跳到主要內容

Comparative Prosody Modelling across Languages

項目計劃:
優配研究金
項目年份:
2021/2022
項目負責人:
李烱樂博士
(語言學及現代語言系)
Comparative Prosody Modelling across Languages

Two problems have remained unresolved in speech prosody research. The first one is that there are numerous rival theories that have coexisted for decades -- supporters for one do not necessarily understand the others well. 
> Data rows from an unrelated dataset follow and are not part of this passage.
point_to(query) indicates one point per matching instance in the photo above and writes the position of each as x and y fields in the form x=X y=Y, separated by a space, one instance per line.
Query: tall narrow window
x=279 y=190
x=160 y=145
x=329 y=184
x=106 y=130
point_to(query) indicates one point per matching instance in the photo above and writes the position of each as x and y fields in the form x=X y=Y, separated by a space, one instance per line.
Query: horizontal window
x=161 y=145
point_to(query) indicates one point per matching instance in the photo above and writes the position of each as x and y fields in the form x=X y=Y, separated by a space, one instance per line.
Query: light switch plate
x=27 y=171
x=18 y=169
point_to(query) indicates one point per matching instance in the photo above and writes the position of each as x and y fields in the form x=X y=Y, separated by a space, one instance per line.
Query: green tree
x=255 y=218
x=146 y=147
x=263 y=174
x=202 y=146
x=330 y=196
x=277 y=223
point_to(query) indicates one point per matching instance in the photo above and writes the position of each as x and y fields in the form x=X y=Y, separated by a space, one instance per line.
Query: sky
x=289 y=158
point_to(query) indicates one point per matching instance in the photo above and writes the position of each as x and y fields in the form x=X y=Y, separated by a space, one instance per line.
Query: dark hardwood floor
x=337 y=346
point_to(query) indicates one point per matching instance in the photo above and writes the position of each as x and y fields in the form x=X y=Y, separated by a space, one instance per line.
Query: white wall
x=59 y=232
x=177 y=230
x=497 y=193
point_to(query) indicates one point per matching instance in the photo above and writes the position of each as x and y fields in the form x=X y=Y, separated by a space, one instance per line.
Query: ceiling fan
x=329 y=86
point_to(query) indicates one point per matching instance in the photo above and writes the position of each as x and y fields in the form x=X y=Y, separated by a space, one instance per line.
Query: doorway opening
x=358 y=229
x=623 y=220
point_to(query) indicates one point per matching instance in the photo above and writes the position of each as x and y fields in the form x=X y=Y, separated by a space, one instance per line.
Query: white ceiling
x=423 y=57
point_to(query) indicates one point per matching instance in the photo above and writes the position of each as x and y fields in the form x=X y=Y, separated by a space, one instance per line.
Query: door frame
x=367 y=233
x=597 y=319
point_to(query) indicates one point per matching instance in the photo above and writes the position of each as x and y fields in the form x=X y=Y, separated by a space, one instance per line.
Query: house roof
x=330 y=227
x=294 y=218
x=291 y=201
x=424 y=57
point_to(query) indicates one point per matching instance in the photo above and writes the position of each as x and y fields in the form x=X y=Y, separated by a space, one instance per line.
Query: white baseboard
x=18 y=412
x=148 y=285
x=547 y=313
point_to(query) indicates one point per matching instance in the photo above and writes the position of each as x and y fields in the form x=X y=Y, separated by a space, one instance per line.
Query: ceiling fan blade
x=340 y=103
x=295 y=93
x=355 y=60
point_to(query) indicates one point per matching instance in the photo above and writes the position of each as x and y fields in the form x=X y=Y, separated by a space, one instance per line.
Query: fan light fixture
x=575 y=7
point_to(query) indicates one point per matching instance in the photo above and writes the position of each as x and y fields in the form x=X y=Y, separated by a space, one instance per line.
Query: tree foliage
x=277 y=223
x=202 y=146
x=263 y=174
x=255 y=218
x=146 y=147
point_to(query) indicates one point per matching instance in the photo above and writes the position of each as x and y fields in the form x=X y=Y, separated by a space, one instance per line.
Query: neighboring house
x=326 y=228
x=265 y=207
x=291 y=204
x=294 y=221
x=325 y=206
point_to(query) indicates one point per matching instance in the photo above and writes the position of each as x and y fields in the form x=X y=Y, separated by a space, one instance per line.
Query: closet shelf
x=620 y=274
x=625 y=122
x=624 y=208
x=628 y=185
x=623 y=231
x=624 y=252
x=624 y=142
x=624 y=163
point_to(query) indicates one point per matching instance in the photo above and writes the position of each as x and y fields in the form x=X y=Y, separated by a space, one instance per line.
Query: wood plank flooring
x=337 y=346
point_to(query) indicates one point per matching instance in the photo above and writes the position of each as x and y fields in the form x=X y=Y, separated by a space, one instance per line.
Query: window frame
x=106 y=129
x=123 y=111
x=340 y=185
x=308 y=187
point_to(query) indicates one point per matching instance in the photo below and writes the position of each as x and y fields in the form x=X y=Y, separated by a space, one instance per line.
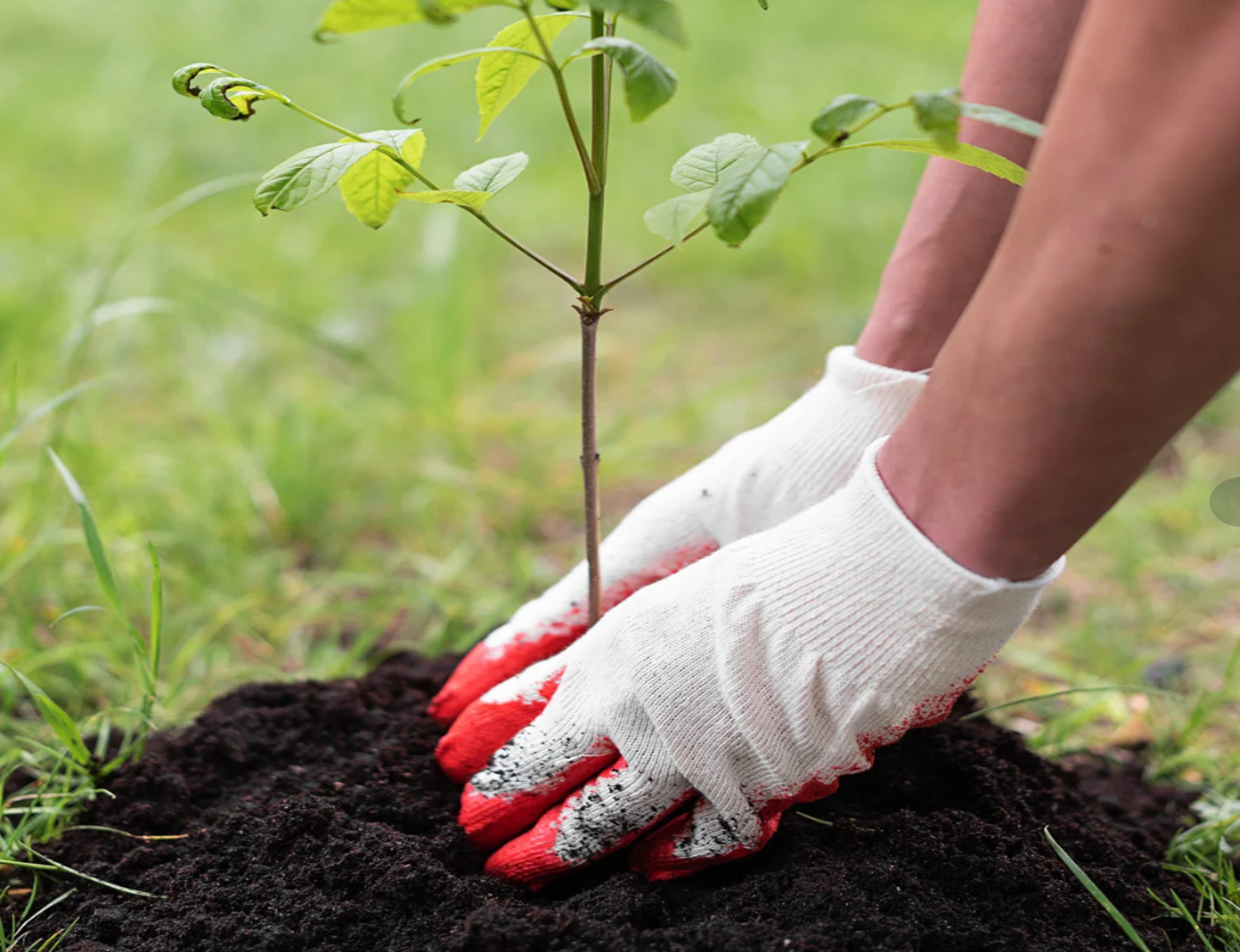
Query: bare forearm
x=1111 y=313
x=959 y=214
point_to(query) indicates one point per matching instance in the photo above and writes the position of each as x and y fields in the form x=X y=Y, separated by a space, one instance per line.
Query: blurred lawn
x=337 y=438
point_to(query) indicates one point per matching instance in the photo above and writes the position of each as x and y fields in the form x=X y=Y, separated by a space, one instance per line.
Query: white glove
x=754 y=483
x=748 y=682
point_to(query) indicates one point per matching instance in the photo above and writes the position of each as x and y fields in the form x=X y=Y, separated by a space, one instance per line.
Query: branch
x=566 y=102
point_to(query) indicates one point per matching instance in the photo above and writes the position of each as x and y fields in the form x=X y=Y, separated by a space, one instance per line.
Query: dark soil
x=317 y=822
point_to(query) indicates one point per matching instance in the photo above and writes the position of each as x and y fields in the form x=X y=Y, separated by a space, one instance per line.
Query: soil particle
x=317 y=822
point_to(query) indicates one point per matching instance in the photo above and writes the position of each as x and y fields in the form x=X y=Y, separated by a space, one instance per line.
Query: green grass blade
x=156 y=644
x=1103 y=689
x=93 y=543
x=45 y=408
x=1097 y=893
x=1179 y=909
x=54 y=714
x=71 y=613
x=87 y=876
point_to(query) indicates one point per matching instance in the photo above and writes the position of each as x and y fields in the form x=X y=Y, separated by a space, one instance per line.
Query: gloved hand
x=706 y=706
x=754 y=483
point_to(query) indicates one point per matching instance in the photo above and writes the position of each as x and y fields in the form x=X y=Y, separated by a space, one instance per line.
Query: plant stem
x=657 y=256
x=400 y=160
x=591 y=178
x=591 y=461
x=591 y=309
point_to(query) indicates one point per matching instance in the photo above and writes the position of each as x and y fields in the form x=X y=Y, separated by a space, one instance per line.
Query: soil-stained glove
x=706 y=706
x=751 y=483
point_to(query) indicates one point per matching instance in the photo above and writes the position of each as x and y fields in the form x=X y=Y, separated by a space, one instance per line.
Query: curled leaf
x=233 y=97
x=971 y=155
x=183 y=79
x=1002 y=118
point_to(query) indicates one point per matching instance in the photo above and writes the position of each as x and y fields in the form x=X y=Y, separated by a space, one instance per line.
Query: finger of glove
x=604 y=816
x=512 y=647
x=705 y=837
x=536 y=771
x=497 y=718
x=503 y=655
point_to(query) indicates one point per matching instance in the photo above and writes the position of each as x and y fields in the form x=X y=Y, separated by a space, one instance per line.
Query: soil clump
x=319 y=822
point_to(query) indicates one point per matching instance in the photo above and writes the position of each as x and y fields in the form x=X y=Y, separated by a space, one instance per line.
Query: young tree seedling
x=728 y=185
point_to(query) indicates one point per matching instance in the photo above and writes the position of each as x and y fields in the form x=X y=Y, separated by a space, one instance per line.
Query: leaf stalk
x=589 y=168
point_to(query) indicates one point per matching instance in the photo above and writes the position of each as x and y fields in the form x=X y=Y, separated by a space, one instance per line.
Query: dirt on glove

The second one is that in the absence of a universally accepted framework, field linguists working with a new language could propose prosodic analyses not otherwise satisfactory to fellow researchers, in part also due to field-related practical challenges compared with lab settings. Computational modelling can be a useful tool for addressing these problems.

 

This project seeks to promote computational modeling of fundamental frequency as a tool for (i) theory comparison and (ii) hypothesis testing and analysis *for field linguists*. Here we specifically target linguists without background in computer science or statistics.

 

In the first part of this project, we will compare two currently prevailing rival theories of speech prosody, namely the Autosegmental-Metrical Theory and the Parallel Encoding and Target Approximation Model, in terms of their respective synthesis accuracy. The two theories will be implemented using the PRAAT-based synthesisers AMtrainer, qTAtrainer and PENTAtrainer, and compared through identical sets of speech data of varying lengths, communicative functions (sentence types and focus), and languages (Cantonese and Fijian). Their relative performance in these conditions will illuminate the differences in theoretical assumptions and workings between the two models. The resultant synthetic stimuli will be verified by native listeners in perception experiments. The findings will lead to a better understanding of both AM and PENTA, enabling less experienced researchers to choose their preferred model based on their needs. As the first systematic study of Fijian prosody, this project will also provide precious first-hand data of this lesser-studied language.

 

The second part involves refining PENTAtrainer for enhanced synthesis accuracy. Although it has already achieved excellent accuracy (Pearson’s r > .9) in numerous previous studies, several known sources of remaining errors (i.e. pre-low raising and time-delay) await to be addressed. By incorporating these factors into PENTAtrainer, we can take its accuracy to an even higher level, opening up new research and practical possibilities.


The final part is a knowledge transfer project in which we seek to promote the use of PENTAtrainer among field linguists. We will create training materials (tutorial manual, website, and videos) targeting linguists in the field using materials yielded from the above. We hope this will pave the way for analysis-by-synthesis to become the next standard tool in language documentation.